Many people are sick of meetings; we sit in a lot of them that then need follow ups because either we didn’t have an agenda, or we didn’t get through the agenda. There also may be additional meetings because no one really knows what is going on, or people are unable to have a solid plan in place (thanks to the global pandemic) and require more frequent check-ins/status updates.

Perhaps we’d all dread meetings less if they could be improved and justified as a much better use of time. G suite just made available a free plugin, by SurveySparrow, that could possibly help your company improve your meetings:

RateTheMeeting helps you improve meetings by collecting feedback to understand what works and what doesn’t for your teams, divisions, or company. With this data (feedback), it might be possible to stick to agendas and the purpose of the meeting, prevent topics that require a separate discussion, and make sure that everyone’s time is well spent. It syncs to your calendar and automatically follows up with attendees to collect feedback after each meeting. You can see how it works on YouTube here.

While this seems like a helpful tool, the biggest hurdle may come from management first.
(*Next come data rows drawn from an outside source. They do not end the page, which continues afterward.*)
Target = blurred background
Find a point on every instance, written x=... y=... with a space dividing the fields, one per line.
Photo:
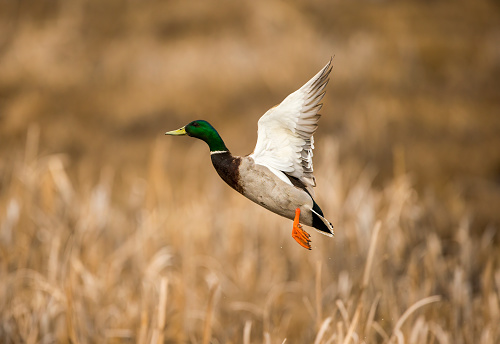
x=415 y=92
x=105 y=79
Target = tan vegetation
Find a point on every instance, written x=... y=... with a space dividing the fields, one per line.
x=110 y=232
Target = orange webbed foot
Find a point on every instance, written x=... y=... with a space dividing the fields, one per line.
x=300 y=235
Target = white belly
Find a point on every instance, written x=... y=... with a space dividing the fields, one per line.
x=264 y=188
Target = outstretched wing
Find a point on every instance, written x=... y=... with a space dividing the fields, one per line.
x=285 y=140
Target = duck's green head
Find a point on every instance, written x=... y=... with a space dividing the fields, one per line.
x=204 y=131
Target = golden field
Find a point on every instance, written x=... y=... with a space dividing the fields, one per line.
x=112 y=233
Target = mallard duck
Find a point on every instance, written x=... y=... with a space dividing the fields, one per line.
x=278 y=175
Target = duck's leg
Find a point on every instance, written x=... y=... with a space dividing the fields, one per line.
x=300 y=235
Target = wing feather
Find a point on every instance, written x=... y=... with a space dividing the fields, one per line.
x=285 y=139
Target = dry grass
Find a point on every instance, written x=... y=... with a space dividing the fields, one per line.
x=199 y=263
x=111 y=232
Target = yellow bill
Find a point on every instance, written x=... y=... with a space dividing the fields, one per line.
x=177 y=132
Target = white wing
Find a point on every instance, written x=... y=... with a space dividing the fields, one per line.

They may not want feedback on meetings if they feel that meetings are necessary and the most valuable way to communicate for their teams. It also might be one more data set that they have to sort and mine.

Next, employees may not want to rate each meeting on top of their already busy schedules. They likely would only want to do this if it would make real change within the meeting culture of the organization. Either way, it might be nice to just offer a thumbs up or thumbs down for each meeting (for funsies?).

It’s always hard to please everyone, so you’ll just have to decide if adding this function is more trouble than it’s worth.